Subtitle: The Evolution of Form in Nature and Civilisation
By Michael Weinstock
This is a book about how forms evolve over time. It takes a very broad perspective on architecture:
“All forms of nature and all forms of civilisation have ‘architecture,’ an arrangement of material in space and over time that determines their shape, size, behavior and duration, and how they come into being. Energy, information and material flow through all the forms of the world, and human forms and culture have coevolved and developed within those flows.”
The tour of the emergence of forms starts with “the processes and phenomena of the natural world” (the morphology of the earth’s surface, it’s climate, lifeforms), moving through cultural constructs such as language, and ending with cities and the information systems they enable. The final chapter (“Emergence”) deals with transcending critical thresholds of stability (e.g., climate change) and the effects this would have on civilization.

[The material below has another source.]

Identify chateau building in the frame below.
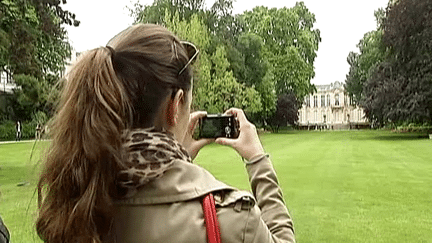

The book covers a lot of ground, and I sometimes felt it delved into too much detail in topics that seemed tangentially related to the central idea of emergence. Still, after the first few chapters it’s obvious there is a pattern at play: each successive chapter introduces an increasingly narrower system — nature, the earth’s climate, the earth’s surface, life forms, metabolism, humans, culture, cities — and then describes how emergence manifests in each. This structure highlights what these nested systems have in common, suggesting that emergence is a universal property.
I was particularly intrigued by the second-to-last chapter (“The Forms of Information, Energy and Ecology”), which deals with the relationship between cities, energy, and information — cities as living organisms that coevolved our information systems:
“The integration of the collective metabolism of cities into complex hierarchical systems acted as a positive feedback on the evolutionary development of information systems. Graphical and numerical notation, calculation and writing arose from the regulation of the fluctuating flows of energy and materials, and the complexity of the system increased commensurately.”